Appeals Court to Rehear Armenian Genocide Lawsuit Ruling
SAN FRANCISCO—A federal appeals court on Monday took up the thorny issue of whether California law declaring there was an Armenian genocide in Turkey conflicts with U.S. foreign policy. A full panel of 9th Circuit judges will reconsider a three-judge panel’s reversal late last year of its own 2009 ruling in the case.
That December 2010 decision found no federal policy forbidding California from recognizing the World War I-era killing of more than 1,500,000 Armenians as a genocide.
Vazken Movsesian and other Californians of Armenian descent sought damages for bad faith, breach of contract and constructive trust in 2003 from two German insurers owned by Munich Re AG. The suit claimed that California law gave victims until the end of 2010 to file insurance claims related to the mass extermination of Armenians in the Ottoman Empire between 1915 and 1923.
The District Court found that the foreign affairs doctrine did not pre-empt the state law, but the original appellate panel dismissed the claims as pre-empted by federal foreign policy. On rehearing, however, the panel found “no express federal policy forbidding states to use the term ‘Armenian genocide,’ and reversed.
It’s the third time in two years the 9th U.S. Circuit Court of Appeals has confronted the politically charged question.
On Monday, the court’s chief justice announced in a brief statement that a majority of judges had voted to rehear the case — a move that wipes out the 2010 decision.

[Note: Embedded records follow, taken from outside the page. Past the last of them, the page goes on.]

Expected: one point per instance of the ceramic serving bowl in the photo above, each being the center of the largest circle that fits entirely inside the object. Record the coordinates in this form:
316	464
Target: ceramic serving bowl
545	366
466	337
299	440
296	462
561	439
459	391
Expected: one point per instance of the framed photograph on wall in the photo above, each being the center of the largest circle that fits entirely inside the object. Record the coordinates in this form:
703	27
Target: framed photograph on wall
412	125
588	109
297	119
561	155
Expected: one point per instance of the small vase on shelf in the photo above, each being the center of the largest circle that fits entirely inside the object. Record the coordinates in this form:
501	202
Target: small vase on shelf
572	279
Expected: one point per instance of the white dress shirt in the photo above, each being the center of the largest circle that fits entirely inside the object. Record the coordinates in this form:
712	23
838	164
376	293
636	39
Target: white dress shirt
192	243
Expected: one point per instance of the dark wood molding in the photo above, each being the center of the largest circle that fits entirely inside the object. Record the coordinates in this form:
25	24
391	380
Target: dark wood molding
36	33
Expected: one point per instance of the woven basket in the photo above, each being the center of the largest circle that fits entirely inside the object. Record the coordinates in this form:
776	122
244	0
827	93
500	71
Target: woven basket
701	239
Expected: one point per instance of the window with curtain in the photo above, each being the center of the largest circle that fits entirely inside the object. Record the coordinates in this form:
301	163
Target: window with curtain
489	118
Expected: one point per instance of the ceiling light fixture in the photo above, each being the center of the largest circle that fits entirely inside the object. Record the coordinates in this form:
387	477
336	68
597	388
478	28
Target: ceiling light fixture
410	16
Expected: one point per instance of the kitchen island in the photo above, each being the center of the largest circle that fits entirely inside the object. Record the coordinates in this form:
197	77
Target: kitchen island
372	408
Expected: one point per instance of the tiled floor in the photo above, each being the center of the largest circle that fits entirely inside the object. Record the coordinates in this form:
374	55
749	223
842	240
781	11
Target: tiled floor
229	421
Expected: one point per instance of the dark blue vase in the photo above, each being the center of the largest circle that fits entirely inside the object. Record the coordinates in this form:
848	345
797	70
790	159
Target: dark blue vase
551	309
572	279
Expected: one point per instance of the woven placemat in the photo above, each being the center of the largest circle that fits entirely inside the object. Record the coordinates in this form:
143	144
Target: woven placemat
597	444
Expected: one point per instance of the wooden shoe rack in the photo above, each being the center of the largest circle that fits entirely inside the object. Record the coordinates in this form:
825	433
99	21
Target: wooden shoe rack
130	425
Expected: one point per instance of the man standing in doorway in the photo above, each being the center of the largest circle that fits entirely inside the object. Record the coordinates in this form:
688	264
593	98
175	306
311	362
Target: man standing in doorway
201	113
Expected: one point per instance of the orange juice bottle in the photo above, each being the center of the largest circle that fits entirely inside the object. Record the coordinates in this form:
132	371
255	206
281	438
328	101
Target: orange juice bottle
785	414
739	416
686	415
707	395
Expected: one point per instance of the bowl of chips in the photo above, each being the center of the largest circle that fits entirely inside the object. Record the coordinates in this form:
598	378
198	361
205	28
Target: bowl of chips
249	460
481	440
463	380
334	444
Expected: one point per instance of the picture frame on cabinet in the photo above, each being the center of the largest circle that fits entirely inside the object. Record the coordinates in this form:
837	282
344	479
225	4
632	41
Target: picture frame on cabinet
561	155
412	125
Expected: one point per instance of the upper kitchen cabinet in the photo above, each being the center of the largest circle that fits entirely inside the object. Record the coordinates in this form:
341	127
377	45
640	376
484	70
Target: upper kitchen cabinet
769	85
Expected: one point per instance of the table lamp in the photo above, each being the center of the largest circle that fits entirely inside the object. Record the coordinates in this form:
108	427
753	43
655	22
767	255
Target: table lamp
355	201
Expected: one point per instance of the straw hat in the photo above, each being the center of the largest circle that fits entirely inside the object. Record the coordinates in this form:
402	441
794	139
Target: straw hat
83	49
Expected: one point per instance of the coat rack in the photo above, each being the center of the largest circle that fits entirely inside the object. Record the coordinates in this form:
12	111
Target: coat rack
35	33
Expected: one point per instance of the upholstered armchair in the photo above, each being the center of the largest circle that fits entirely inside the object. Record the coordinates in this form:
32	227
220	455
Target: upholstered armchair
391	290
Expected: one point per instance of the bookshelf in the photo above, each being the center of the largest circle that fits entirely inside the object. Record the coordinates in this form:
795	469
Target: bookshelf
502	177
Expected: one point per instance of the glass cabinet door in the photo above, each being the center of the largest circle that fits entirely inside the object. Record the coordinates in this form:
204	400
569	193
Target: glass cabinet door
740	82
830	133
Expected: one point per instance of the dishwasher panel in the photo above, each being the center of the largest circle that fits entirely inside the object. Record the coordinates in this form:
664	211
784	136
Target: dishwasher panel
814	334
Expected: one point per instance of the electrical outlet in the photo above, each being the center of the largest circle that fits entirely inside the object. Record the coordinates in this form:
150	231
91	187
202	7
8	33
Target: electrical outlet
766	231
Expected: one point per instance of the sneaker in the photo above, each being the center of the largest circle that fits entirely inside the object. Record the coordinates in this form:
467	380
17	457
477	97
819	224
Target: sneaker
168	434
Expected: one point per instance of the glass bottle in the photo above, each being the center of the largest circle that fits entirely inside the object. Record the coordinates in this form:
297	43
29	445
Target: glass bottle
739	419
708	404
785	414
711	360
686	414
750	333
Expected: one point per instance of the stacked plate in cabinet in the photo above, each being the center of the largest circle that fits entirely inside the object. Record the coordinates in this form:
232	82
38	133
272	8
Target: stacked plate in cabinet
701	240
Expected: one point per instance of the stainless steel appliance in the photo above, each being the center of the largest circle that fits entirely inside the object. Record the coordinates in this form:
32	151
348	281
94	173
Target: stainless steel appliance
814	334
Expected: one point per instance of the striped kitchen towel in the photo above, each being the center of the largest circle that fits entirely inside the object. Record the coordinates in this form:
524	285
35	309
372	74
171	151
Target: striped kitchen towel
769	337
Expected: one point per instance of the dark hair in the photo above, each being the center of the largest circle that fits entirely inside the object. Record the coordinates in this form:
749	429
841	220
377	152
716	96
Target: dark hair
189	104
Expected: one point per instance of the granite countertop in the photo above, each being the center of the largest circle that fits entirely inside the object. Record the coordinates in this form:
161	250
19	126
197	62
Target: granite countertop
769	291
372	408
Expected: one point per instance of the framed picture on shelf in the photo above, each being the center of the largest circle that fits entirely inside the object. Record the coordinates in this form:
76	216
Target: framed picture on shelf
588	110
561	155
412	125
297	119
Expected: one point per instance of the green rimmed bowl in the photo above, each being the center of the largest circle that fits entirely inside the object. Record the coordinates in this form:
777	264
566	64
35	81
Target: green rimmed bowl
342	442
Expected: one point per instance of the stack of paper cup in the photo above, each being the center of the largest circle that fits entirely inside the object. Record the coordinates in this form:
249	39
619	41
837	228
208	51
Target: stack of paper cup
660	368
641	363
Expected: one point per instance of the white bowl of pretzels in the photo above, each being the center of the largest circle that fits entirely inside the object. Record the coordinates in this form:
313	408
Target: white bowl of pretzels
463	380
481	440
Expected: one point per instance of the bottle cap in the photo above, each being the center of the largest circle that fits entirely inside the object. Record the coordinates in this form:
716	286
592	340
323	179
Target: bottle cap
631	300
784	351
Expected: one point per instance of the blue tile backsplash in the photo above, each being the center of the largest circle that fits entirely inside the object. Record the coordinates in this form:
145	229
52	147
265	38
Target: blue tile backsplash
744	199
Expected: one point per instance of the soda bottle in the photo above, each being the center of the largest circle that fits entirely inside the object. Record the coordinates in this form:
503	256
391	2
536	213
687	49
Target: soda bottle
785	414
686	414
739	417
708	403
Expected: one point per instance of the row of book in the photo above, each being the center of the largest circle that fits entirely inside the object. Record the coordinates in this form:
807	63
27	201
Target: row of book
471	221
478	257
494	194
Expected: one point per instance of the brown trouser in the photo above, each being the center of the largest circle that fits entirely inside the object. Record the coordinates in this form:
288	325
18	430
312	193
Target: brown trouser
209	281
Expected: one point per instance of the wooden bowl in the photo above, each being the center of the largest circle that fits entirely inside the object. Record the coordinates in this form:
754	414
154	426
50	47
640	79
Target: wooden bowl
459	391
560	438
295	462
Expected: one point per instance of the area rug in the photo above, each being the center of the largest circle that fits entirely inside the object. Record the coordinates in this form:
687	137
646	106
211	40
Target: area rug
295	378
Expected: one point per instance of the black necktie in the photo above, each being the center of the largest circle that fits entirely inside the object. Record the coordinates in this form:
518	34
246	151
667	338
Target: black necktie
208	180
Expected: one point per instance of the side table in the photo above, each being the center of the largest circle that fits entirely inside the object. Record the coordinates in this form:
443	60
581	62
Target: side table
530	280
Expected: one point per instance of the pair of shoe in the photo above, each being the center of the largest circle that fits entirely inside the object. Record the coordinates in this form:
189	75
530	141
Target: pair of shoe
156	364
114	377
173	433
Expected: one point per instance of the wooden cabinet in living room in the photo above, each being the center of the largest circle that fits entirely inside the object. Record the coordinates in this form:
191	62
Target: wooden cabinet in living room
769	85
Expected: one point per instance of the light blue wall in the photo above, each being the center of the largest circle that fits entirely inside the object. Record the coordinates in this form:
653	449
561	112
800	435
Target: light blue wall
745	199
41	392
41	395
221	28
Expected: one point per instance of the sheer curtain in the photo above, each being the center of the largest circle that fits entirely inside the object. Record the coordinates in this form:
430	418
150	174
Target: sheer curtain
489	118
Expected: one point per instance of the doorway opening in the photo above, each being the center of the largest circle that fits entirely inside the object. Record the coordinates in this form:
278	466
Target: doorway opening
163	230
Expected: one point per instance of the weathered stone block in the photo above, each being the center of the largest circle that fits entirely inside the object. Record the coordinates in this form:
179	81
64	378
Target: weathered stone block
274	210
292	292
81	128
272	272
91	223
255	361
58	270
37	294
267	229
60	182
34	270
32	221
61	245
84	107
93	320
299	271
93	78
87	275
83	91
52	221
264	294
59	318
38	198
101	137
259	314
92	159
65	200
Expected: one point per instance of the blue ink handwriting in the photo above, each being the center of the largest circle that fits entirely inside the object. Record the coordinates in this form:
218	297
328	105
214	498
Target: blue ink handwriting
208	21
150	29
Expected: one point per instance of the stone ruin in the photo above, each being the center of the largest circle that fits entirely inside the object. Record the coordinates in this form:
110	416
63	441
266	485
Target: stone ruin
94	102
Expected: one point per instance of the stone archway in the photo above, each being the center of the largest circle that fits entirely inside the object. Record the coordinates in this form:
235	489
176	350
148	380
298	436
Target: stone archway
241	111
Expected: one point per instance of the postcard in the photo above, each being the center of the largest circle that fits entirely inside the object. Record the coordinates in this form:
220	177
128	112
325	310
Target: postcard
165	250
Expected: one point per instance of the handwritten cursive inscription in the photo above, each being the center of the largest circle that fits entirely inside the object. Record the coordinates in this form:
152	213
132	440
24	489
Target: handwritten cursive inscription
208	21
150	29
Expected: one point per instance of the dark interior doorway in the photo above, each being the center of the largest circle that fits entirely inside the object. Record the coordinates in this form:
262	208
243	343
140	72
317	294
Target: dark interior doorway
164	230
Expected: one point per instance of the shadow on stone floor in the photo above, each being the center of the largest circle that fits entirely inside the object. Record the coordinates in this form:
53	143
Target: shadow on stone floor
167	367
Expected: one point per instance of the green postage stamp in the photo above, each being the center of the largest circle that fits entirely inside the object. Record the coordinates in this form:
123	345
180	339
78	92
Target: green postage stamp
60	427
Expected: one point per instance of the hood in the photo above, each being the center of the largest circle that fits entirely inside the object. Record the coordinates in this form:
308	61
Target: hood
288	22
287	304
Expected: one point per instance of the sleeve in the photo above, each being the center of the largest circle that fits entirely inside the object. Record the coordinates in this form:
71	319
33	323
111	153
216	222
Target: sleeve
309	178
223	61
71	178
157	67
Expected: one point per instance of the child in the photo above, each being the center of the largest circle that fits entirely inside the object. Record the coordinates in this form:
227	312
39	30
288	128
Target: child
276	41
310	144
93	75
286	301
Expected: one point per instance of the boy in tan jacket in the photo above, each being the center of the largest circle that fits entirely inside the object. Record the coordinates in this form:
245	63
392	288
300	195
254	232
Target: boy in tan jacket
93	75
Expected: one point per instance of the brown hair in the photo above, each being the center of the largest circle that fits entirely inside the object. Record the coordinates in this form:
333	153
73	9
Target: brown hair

The insurers argue California’s law should be struck down because it conflicts with U.S. foreign policy, which they say sides with Turkey in refusing to call the Armenian deaths genocide. Turkey describes the deaths as resulting from civil unrest that accompanied the collapse of the Ottoman Empire.
The insurers point to decisions by former presidents Bill Clinton and George W. Bush to defeat congressional legislation that would have recognized an Armenian genocide.
Lawyers for the heirs argue those presidential views are not official policy. They say the United States lacks a formal position, which means the California law is not in conflict with any national policy.
Lawyers representing the heirs have filed similar lawsuits against New York Life Insurance Co. and French insurer AXA, which were settled in 2005 for a combined $37.5 million.